Other communities in Sonoma County took notice, starting with the small town of Cotati, where Jenny Blaker and Woody Hastings fought several gas station proposals in the agricultural a part of the county. In addition to emissions from vehicles, they were also concerned about toxic leaks from underground fuel tanks that may poison local soil and groundwater. The Environmental Protection Agency reports that there are currently about 58,000 sites nationwide contaminated by such leaks. In 2022, Safeway agreed to pay $8 million after the state's attorney general's office accused the corporate of violating gasoline leak prevention laws at its 71 California gas stations, including 18 within the Bay Area.
Blaker and Hastings' group, Coalition Opposing New Gas Stations (CONGAS), rejected one proposal but quickly learned of three others. Aware of the arduous work that will be required to stop individual gas station development proposals, they as an alternative began pushing for land use changes, taking their cue from Petaluma's ordinance.
“We had a sense of urgency because at the time it seemed like, 'Man, there are a lot of new proposals for gas stations.' “We have to stop this,” Hastings said.
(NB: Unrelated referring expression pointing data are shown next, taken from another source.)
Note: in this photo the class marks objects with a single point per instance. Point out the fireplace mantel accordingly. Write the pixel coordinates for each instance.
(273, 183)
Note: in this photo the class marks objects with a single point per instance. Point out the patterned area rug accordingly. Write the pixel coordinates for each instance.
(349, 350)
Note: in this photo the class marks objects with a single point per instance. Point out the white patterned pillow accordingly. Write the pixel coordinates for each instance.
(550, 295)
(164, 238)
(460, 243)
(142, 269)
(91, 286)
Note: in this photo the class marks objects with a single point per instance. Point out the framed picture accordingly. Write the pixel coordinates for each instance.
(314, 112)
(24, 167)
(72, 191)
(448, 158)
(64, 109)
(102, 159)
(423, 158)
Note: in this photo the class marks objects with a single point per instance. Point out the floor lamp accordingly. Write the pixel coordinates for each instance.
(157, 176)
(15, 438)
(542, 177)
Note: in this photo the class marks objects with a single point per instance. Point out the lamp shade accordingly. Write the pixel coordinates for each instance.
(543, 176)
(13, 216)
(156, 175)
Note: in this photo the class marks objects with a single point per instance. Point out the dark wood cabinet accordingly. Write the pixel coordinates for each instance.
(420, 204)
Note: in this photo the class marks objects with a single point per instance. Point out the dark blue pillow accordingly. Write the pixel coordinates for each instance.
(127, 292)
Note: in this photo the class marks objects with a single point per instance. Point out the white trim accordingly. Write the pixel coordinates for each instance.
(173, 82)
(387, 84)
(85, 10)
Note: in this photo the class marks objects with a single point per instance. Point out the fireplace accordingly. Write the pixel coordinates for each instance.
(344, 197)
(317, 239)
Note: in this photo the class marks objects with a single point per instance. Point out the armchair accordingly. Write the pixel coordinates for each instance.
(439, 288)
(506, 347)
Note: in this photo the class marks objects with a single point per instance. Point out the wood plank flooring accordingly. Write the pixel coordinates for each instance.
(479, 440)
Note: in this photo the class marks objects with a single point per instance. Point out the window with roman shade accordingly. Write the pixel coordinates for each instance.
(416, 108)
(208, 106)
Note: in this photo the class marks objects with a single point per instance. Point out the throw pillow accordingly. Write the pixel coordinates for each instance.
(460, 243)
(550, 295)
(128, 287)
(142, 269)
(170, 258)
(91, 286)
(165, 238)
The movement spread throughout Sonoma County, with similar restrictions eventually encompassing Rohnert Park, Sebastopol, Cotati, Novato, Windsor, unincorporated areas and the county's largest city, Santa Rosa.
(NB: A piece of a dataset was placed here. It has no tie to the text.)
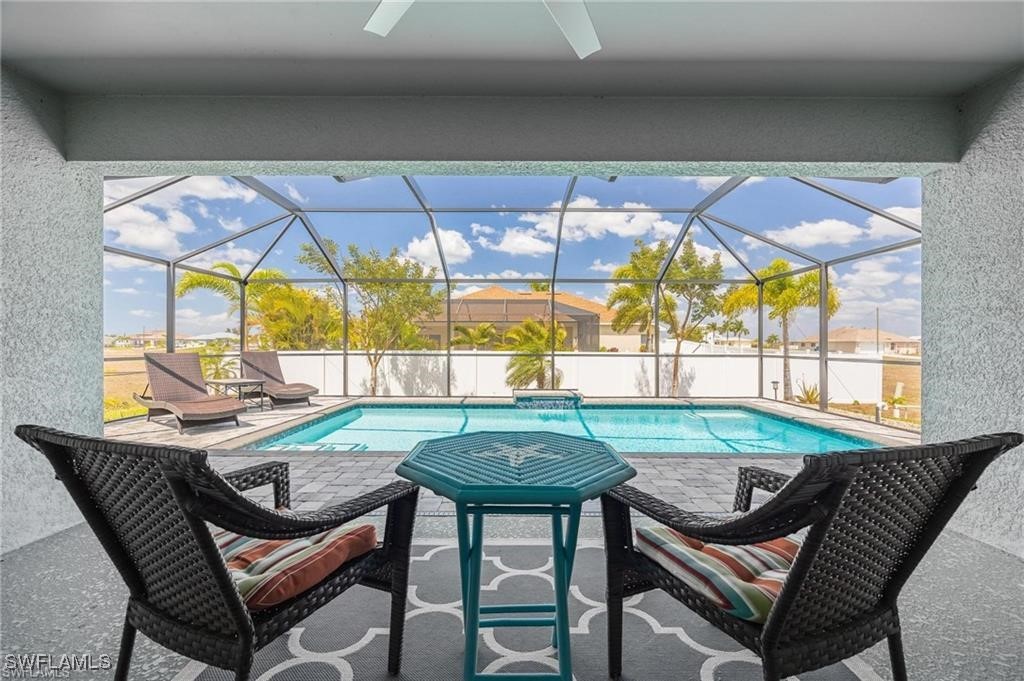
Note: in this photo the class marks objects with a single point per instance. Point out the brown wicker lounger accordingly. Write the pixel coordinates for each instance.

Cloverdale, Healdsburg and Sonoma are the last three cities in Sonoma County to have similar gas bans. Cloverdale leaders considered passing a ban in 2022, but voted to table the issue.
Meanwhile, cities in Napa County also followed Petaluma's example. In January, St. Helena joined Calistoga, Yountville, American Canyon and Napa — where a temporary ban is in effect — making Napa County the first county in the country to impose a ban on new gas stations in all of its communities. Fairfax and San Anselmo in Marin County have also approved similar measures.
Opponents of the gas ban policy – such as the California Fuels and Convenience Alliance, an organization that represents 300 gas station companies and trucking companies in California – claim the bans could lead to price spikes; that they disproportionately harm small, minority-owned businesses; and that they ignore the tax revenue benefits of the industry.
“Not only does a ban risk significant job losses and harm small businesses, particularly those largely owned by minorities and immigrants, it also neglects the complex economic interconnections within California,” the group said in a letter in January in response the introduction of a new gas station ban in Sacramento was published in its General Plan 2040.
Pinole Mayor Pro Tem Cameron Sasai, who worked on the policy in collaboration with Councilman Devin Murphy, said Petaluma is definitely a model for Pinole's ban.
“Given what Petaluma has done, to me the gas station ban was an obvious next step for our community to end our dependence on fossil fuels,” Sasai said. “I’m proud that our city is leading the way in the East Bay.”
Cotati's Hastings – an energy and environmental policy analyst, strategic planner and community organizer with more than 30 years of experience who currently works with the national nonprofit The Climate Center – said that while gas stations are now an essential business for millions of drivers, In most of them, however, communities are already plentiful and will become obsolete at some point.
He said the steady spread of gas station bans across the Bay Area is evidence that a grassroots political movement can still be built, sustained and grown in an uncertain landscape of national politics.
“Often it is the powerful, entrenched forces that have the resources to undo any efforts we make to achieve something,” Hastings said. “It’s important to remember that sometimes we win.”